Les trahisons montréalaises dans Le manteau de la femme de l’Est
Keywords:
Abstract
Les expressions de la ville créative et mondialisée sont à la mode. De Richard Florida à Saskia Sassen, sans oublier à Montréal même un Simon Brault, les intellectuels, commentateurs de l’actualité et nouveaux propagandistes de l’universalisme des villes sont légion. De Francfort à Shanghai, de Barcelone à Montréal, ce sont pratiquement les mêmes discours qui prévalent. La culture dite locale se doit d’être « branchée », « connectée » aux flux du mondialisme que représente une marche forcée, de plus en plus rapide, comme si le sujet post-identitaire se devait en quelque sorte de vivre dans un archipel, une métaspora (selon l’expression du poète Joël Desrosiers). Nous souhaitons interroger dans cet article les expressions têtues, parfois répétitives d’une pauvreté qui échappe à toute forme d’embourgeoisement et qui tient lieu de foyer de résistance (ce qu’est l’Est montréalais), alors que l’on promeut le principe salvateur de cette créativité mondialisée dans les nouvelles villes post-identitaires.
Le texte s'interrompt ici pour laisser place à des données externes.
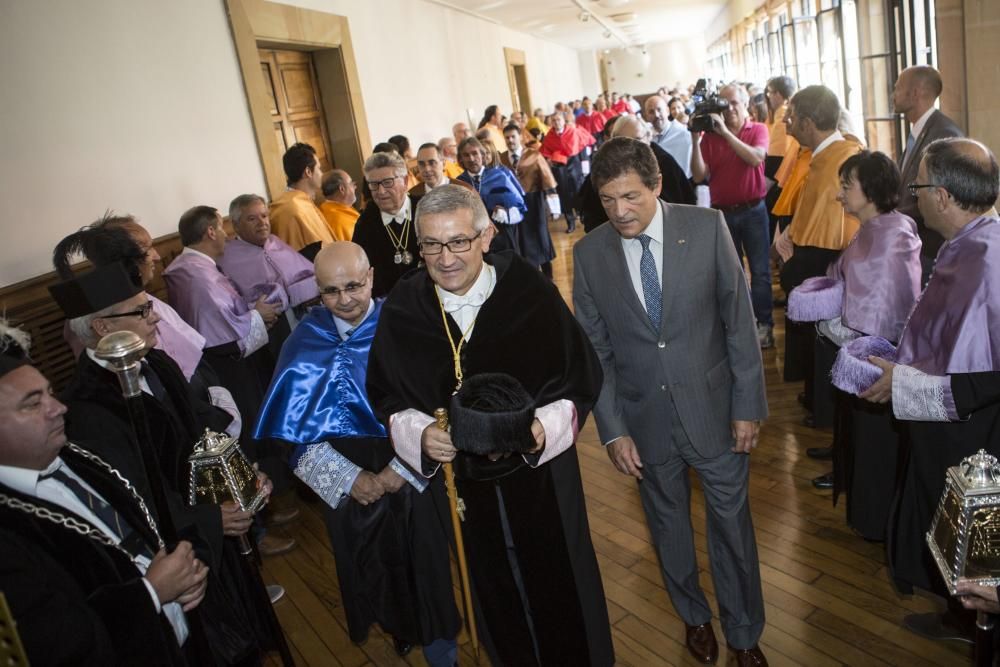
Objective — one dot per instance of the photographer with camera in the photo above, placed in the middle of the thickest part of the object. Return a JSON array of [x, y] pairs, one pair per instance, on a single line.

Dans ce contexte, la gentrification culturelle, au nom de la mobilité et de l’hybridité du sujet, ressemble assez à une injonction autoritaire. Or, les écrits de Danielle Roger sont de véritables récits de résistance à l’égard de ce qu’il faut bien appeler un universalisme des villes mondialisées. À ce sujet, les récits de Danielle Roger décrivent avec une concision et une ironie douce-amère ce repli du sujet dans l’univers d’un quartier qui ne paie pas de mine, qui n’est pas, comme le Plateau Mont-Royal ou le Mile-End, un haut lieu de l’attraction touristique montréalaise. Certes, la date de publication du Manteau de la femme de l’Est n’est pas à négliger. À la fin des années quatre-vingt-dix, l’éloge des transhumances et des nomadismes, s’il faisait partie des expressions consacrées de l’écriture migrante, n’était pas encore devenu un fonds de commerce, un assemblage de lieux communs. Le manteau de la femme de l’Est est l’expression de vies minuscules, la description de la saleté des « faits divers» de la Cité, la narration des multiples trahisons qui voient le jour dans les quartiers déshérités de la ville de Montréal. Dans ce récit peu connu de Danielle Roger, il est question, comme chez Pauline Harvey et Josée Yvon, d’une littérature qui prend la forme d’un récit dans lequel la dignité et l’indignité s’opposent, par le biais des diverses figures de l’exploitation de la violence, ce que l’on appellera à défaut d’un autre terme la misère.